Toda eleição alguém escreve que "os jovens não se interessam por política". Aí você abre o Instagram de uma cidade de 80 mil habitantes e encontra dez Stories ao vivo de audiência pública, três threads debunkando montagem falsa de candidato e um reel explicando o que faz vereador. O interesse existe. O que mudou foi o palco.
Para entender como redes sociais estão reformatando eleições municipais, a gente acompanhou campanhas, grupos de fact-check informal e movimentos de primeiro voto em quatro cidades: Campinas, João Pessoa, Joinville e Taguatinga (DF). O padrão é claro: jovens não estão esperando o debate na TV. Estão produzindo o próprio debate — em formato nativo digital.
Stories como sala de audiência
Em João Pessoa, uma coletiva de comunicação formada por estudantes de jornalismo e direito passou a transmitir sessões da câmara municipal via Instagram Stories, com legenda em tempo real e enquetes ("você concorda com essa proposta?"). O alcance superou a transmissão oficial da casa. Não por acaso — a linguagem é outra. Menos "excelentíssimo", mais "olha o que votaram agora".
Esse modelo se espalhou.
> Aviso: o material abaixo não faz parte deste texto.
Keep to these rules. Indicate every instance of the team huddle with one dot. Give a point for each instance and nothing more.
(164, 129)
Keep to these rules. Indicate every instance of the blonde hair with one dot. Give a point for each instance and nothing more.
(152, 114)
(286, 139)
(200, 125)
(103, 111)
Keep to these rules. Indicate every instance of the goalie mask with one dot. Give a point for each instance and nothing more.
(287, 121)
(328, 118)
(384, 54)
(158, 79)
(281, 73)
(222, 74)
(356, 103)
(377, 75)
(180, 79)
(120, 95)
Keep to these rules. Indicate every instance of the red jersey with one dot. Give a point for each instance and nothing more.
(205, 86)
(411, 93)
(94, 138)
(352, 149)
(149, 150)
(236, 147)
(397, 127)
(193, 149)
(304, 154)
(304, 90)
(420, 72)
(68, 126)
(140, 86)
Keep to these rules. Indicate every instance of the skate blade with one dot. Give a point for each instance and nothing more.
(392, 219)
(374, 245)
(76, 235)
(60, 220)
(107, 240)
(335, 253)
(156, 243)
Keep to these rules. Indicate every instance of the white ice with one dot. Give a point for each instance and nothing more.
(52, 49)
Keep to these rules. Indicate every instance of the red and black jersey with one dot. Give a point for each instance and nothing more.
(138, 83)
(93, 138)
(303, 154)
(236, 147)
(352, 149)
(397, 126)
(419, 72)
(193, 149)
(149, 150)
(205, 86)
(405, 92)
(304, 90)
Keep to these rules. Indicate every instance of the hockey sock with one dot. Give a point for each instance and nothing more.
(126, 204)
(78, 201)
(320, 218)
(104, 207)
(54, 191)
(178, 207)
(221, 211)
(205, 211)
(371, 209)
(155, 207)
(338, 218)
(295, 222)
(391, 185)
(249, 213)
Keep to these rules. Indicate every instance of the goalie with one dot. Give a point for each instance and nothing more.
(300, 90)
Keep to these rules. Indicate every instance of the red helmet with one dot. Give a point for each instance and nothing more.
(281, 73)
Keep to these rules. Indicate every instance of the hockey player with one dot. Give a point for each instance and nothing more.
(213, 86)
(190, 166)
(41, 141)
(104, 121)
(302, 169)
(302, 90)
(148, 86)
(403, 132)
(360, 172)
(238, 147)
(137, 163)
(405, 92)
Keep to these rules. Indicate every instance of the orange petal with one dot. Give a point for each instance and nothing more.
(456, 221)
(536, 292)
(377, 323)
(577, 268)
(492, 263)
Candidatos que ignoram Stories parecem desatualizados, mesmo com proposta boa no papel. Não é superficialidade: é onde o eleitor jovem está. E estar presente não significa postar meme aleatório. Os perfis que funcionam traduzem proposta complexa em cards visuais, carrosséis e resumos de um minuto.
Fact-check de grupo
Fake news não é novidade, mas a resposta organizada por jovens em grupos de WhatsApp e Telegram sim. Em Joinville, um grupo chamado "Confere Joinville" — iniciado por um professor de história e seus alunos do terceiro ano — virou central de verificação durante o período eleitoral. Recebem print suspeito, rastreiam origem, publicam desmentido com fonte em menos de duas horas.
"A gente não espera o TSE resolver. A gente resolve na comunidade."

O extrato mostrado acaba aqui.